Why not bottle and sell it? said Emmonak city manager and former state Rep. Martin Moore.
"The market is all over the world," Moore said. "Everybody wants a good glass of water." Indeed, many at the meeting were sipping on bottled water from elsewhere.
The cost of building a bottling plant and shipping out the water would be high, the village corporation earlier determined. It might be worth another look, some at the summit said.
Moore had other ideas too. Why not investigate developing hydropower on the Yukon River? With cheap electricity, manufacturing is more likely, he said.
"I'm talking to you about real things," he said.
Land that provides
By economic measures, Kusilvak is the poorest area in Alaska and one of the poorest in the country. Unemployment topped 21 percent in August. Per-capita income, just over $11,000, places it third lowest among all county-type regions in the country, Peterson said at the summit.
For all that, lives are marked by the riches of seasons. Most everyone has this year's moose and salmon in the freezer. Families take boating trips to gather tundra berries and wild greens. A gallon of milk is $15 in the village store, so people make do with cheaper powdered milk.
When the economic summit began, delegates listed priorities. Some said jobs.
Others talked about suicide prevention and the need to heal. Between January and July, five teens and young adults in Mountain Village alone killed themselves, according to residents.
As Elise Murchison, wife of the Mountain Village Covenant Church pastor, observed before the summit: "The community itself is almost in a constant state of grief."
"We are not strangers to pain," said tribal leader George, who lost a niece and nephew to suicide three weeks apart.
Crowded and worn-out housing is an issue too. One community leader in Mountain Village pays $50 a month to live in a tiny cabin with a honey bucket for a toilet.

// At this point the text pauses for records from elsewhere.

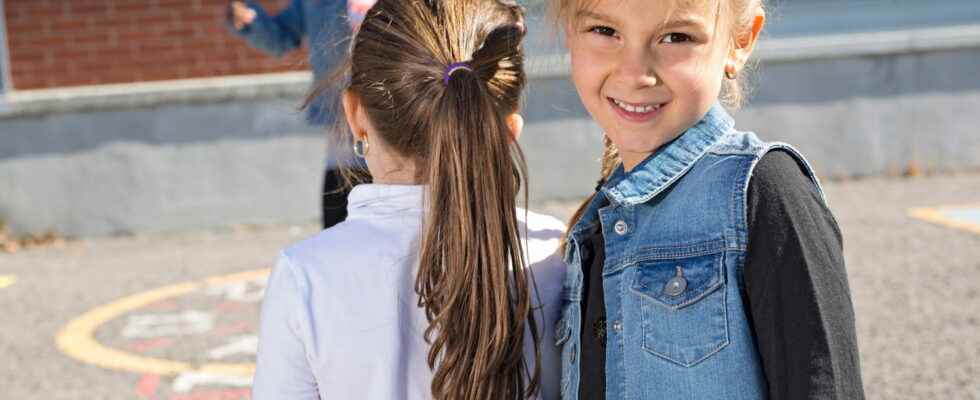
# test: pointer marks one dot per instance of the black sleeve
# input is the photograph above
(796, 287)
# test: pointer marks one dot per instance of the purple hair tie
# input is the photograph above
(453, 68)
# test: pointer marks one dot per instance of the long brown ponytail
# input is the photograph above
(473, 281)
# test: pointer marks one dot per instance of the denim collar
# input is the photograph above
(658, 171)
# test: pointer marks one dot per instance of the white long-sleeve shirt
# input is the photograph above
(340, 318)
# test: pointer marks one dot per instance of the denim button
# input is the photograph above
(620, 227)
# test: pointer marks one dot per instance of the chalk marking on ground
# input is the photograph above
(940, 216)
(77, 338)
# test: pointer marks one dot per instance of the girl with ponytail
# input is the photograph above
(437, 285)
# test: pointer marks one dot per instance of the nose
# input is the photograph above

Building new housing is costly. A new fourplex built last year in Alakanuk for teacher housing cost the Lower Yukon School District $2.3 million.
The entire region — Kusilvak and neighboring Bethel census areas combined — needs a boost of 3,000 homes, Smith of AVCP told the summit.

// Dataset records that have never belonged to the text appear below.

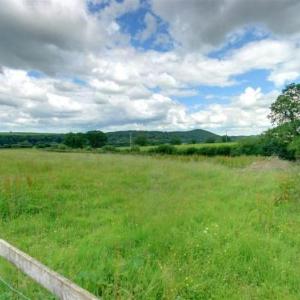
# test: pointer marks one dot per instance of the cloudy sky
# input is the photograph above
(77, 65)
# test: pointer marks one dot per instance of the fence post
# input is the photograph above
(60, 286)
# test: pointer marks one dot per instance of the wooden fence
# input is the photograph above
(55, 283)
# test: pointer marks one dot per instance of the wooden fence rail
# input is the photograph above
(55, 283)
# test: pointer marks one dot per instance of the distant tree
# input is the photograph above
(175, 141)
(96, 138)
(141, 140)
(226, 139)
(210, 140)
(286, 108)
(75, 140)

Those deep troubles can be addressed by uniting and working together, said Sarah Scanlan, deputy director of Rural Alaska Community Action Program, or RurAL CAP. One area can influence another. Education improvements. Youth involvement. Better jobs. Healthier lives. Better housing. Improved public safety.
She led an exercise that concluded the single thing that could most influence everything else was being unified.
‘Not about waiting’
The Kotzebue region already is unified, with the chief executives and board chairmen from regional groups including NANA Regional Corp. and the Northwest Arctic Borough joined together on a leadership team, said Andy Baker, who served on it as assembly chair and then helped as a consultant.

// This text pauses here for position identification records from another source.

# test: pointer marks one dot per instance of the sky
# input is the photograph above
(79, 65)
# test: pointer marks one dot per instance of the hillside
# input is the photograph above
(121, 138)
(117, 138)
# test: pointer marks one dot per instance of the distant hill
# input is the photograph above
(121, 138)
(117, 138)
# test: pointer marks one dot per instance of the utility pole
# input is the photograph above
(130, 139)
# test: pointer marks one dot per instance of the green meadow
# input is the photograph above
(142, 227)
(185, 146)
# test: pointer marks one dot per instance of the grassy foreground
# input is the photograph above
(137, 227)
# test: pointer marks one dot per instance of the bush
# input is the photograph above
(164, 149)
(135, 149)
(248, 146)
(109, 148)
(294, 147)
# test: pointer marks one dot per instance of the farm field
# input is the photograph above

The structure is simpler than what the Yukon is looking at, and the focus was government funding for projects, not private development. But it works for Northwest Alaska.
"This united voice has led to huge success such as new schools in every village in the region," Baker said in an email. A long-term care wing for elders was added to the hospital. The local technical school was expanded.
At the end of the Kusilvak summit, 10 people signed up for a working group to figure out next steps.
For this effort to succeed, Peterson said, it needs support from a majority of the organizations in the Kusilvak Census Area.
"We need to do something at the bottom up," he said. "It's not about just waiting for what government can do to help us."